Using an hierarchical questionnaire for a longitudinal study, I face strict constrains in how many items can be processed by each subject per week. The questionnaire contains 51 Items in total, but except from an initial baseline-assessment, where each participant processes the entire questionnaire, I'm restricted to only 6 Items a week per participant. Consider the structure of the questionnaire:

    "Main Component 1" = list(
      "Subscale A" = c("Item", "Item", "Item"),
      "Subscale B" = c("Item", "Item", "Item"),
      "Subscale C" = c("Item", "Item", "Item"),
      "Subscale D" = c("Item", "Item", "Item"),
      "Subscale E" = c("Item", "Item", "Item"),
      "Subscale F" = c("Item", "Item", "Item"),
      "Subscale G" = c("Item", "Item", "Item"),
      "Subscale H" = c("Item", "Item", "Item"),
      "Subscale I" = c("Item", "Item", "Item"), 
    "Main Component 2" = list(
      "Subscale J"  = c("Item", "Item", "Item"),
      "Subscale K"  = c("Item", "Item", "Item"),
      "Subscale L"  = c("Item", "Item", "Item"),
      "Subscale M"  = c("Item", "Item", "Item")  

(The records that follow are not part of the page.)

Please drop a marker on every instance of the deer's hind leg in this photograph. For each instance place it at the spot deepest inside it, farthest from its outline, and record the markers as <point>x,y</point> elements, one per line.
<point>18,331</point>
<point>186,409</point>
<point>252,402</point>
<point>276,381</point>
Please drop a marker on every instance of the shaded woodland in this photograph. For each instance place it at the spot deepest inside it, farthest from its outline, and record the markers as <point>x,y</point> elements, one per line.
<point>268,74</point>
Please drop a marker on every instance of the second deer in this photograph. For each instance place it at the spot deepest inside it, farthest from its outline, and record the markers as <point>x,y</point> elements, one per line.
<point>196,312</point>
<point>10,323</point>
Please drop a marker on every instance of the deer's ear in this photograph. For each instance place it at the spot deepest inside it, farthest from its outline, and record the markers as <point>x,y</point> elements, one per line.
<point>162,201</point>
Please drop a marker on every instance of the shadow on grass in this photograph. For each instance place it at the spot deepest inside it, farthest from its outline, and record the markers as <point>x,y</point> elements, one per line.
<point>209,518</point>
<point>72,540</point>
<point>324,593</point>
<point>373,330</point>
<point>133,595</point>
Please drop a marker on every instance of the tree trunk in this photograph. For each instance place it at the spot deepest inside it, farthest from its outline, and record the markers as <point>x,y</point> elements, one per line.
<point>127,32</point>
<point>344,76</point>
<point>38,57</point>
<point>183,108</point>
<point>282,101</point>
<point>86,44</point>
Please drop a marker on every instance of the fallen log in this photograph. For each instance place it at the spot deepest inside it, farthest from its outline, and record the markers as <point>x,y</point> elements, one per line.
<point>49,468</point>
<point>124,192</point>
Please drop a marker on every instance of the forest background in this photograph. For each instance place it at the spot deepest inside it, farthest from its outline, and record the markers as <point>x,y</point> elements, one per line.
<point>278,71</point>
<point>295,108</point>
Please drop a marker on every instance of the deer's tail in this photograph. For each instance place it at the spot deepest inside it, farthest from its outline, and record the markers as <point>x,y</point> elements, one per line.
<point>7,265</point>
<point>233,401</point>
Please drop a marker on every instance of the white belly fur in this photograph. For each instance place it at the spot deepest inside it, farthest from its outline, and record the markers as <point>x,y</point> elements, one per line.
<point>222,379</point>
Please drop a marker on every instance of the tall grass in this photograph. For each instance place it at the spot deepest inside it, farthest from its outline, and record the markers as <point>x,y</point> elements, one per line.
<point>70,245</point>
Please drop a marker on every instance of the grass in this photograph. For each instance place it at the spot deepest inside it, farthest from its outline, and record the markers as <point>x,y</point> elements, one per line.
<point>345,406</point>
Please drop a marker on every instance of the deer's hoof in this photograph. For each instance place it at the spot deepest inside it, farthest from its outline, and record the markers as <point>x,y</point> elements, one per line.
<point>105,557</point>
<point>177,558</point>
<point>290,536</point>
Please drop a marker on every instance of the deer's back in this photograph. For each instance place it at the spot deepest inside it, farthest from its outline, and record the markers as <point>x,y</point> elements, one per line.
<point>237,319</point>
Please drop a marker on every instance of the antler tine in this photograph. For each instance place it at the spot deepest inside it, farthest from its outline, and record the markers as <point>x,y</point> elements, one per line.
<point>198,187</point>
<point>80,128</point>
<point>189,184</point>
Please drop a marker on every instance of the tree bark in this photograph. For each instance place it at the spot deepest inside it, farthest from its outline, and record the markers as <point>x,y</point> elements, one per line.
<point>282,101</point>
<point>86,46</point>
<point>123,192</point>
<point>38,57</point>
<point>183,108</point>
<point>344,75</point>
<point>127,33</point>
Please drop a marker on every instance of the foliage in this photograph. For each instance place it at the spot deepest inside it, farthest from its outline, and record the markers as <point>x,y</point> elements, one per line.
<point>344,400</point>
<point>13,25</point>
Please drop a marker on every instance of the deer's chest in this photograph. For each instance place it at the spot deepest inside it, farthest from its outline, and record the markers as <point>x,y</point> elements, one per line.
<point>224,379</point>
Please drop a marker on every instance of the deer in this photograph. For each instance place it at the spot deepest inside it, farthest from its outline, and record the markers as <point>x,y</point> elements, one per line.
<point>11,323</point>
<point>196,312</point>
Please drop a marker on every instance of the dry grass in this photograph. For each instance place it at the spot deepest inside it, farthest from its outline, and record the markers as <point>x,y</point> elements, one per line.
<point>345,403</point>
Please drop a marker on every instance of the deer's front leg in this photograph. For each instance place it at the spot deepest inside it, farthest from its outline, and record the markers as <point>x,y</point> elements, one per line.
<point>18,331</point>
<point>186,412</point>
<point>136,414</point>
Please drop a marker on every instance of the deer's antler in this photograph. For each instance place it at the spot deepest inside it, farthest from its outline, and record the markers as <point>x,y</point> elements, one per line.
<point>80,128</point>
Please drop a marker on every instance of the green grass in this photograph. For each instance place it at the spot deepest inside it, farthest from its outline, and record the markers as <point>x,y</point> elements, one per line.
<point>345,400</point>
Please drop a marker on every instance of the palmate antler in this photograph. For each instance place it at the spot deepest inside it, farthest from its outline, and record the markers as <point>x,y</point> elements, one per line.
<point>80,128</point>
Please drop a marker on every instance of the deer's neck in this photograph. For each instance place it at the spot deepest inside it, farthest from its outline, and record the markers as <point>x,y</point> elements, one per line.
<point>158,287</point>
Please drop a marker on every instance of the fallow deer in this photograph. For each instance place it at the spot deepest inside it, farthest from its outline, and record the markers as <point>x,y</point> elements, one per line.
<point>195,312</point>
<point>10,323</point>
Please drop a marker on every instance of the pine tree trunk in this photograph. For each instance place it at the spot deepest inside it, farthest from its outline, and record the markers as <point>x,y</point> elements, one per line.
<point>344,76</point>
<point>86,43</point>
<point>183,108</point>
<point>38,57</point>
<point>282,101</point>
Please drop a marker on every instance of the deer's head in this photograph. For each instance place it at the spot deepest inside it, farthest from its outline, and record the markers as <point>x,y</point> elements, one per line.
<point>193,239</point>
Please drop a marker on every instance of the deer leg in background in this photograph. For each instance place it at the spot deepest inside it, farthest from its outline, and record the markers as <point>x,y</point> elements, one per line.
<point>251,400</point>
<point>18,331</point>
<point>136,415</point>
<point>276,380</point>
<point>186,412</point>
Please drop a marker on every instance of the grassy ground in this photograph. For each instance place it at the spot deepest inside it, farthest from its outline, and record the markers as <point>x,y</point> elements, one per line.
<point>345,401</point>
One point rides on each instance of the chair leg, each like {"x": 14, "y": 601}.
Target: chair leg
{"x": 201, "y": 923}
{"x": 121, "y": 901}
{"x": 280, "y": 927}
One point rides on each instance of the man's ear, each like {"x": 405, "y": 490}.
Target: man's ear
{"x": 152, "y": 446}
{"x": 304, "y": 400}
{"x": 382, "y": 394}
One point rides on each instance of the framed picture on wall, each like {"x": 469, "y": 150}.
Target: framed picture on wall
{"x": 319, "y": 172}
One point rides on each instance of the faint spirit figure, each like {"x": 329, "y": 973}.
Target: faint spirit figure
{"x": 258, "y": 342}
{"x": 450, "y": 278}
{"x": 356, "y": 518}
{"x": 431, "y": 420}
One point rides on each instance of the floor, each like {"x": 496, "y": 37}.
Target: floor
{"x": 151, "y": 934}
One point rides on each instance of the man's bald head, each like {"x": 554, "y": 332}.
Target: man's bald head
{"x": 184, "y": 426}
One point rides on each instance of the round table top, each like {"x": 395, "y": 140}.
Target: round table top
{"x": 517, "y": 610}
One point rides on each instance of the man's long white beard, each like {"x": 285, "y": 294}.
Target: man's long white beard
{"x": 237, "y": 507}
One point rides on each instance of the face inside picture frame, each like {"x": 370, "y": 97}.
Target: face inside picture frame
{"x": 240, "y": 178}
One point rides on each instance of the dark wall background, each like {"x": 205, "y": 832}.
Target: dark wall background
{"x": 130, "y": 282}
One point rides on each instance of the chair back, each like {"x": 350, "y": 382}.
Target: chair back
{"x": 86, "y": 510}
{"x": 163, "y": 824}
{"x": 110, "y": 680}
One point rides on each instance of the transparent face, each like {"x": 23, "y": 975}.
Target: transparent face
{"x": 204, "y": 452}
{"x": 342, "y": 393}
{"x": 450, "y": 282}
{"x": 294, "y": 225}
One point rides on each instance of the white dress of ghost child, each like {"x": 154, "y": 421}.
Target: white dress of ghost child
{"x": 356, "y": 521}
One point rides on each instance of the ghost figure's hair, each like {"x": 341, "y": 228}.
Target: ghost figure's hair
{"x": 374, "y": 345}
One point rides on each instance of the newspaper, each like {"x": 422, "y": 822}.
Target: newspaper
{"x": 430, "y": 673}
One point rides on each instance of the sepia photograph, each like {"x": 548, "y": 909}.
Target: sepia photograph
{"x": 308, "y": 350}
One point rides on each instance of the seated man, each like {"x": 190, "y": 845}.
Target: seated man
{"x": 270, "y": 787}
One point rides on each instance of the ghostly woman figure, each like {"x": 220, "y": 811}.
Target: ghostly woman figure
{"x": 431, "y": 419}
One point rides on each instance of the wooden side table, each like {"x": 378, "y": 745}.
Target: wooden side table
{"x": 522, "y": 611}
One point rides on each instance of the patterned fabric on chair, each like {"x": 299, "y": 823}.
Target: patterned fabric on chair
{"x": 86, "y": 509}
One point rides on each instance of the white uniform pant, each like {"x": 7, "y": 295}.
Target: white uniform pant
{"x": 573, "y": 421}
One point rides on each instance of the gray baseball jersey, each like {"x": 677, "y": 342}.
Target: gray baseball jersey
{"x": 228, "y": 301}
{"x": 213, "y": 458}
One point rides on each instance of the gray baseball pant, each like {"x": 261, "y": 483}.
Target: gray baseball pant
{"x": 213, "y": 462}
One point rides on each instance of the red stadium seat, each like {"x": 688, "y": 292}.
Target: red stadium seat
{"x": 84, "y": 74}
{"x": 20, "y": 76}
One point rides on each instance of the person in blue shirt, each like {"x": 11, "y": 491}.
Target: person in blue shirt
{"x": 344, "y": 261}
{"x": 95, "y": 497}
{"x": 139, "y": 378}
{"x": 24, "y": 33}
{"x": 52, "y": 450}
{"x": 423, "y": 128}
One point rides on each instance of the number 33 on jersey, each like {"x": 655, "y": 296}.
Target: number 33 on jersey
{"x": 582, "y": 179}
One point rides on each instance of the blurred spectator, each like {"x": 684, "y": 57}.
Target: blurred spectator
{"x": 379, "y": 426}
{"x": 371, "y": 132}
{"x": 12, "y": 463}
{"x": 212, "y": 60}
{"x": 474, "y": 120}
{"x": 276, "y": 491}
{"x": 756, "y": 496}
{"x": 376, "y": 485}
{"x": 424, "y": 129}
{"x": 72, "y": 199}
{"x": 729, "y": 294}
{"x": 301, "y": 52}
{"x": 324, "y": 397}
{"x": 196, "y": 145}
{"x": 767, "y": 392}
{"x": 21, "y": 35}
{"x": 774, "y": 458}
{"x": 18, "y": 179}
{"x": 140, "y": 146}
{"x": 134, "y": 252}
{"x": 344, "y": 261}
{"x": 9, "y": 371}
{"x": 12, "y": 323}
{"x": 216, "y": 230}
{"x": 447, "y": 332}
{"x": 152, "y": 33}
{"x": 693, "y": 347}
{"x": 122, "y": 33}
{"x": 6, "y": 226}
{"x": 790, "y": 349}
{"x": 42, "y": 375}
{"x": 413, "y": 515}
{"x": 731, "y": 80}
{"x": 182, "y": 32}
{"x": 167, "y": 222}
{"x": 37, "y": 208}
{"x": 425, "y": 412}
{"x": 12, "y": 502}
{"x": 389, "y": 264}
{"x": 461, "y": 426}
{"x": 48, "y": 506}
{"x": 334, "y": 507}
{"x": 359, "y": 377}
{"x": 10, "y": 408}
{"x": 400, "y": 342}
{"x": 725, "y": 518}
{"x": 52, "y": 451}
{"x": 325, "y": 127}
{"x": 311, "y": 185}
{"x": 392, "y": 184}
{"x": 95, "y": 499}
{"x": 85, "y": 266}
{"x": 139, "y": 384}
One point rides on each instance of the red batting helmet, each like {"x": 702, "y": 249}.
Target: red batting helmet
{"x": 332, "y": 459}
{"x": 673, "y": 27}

    "Main Component 3" = list(
      "Subscale N" = c("Item", "Item", "Item"),
      "Subscale O" = c("Item", "Item", "Item"),
      "Subscale P" = c("Item", "Item", "Item"),
      "Subscale Q" = c("Item", "Item", "Item"), 

The goal of the study is NOT to evaluate individual performance, but to track changes for an entire group of n > 30 participants over time. Both subscale and domains show sufficient internal conistency (> .75). So, in summary, i have 30 people each week, generating 6 data points (=180) for X weeks, with one full asssessment for each person at day 1. Now, how do I figure out the optimal presentation-logic to assess all 17 subscales for the entire group each week?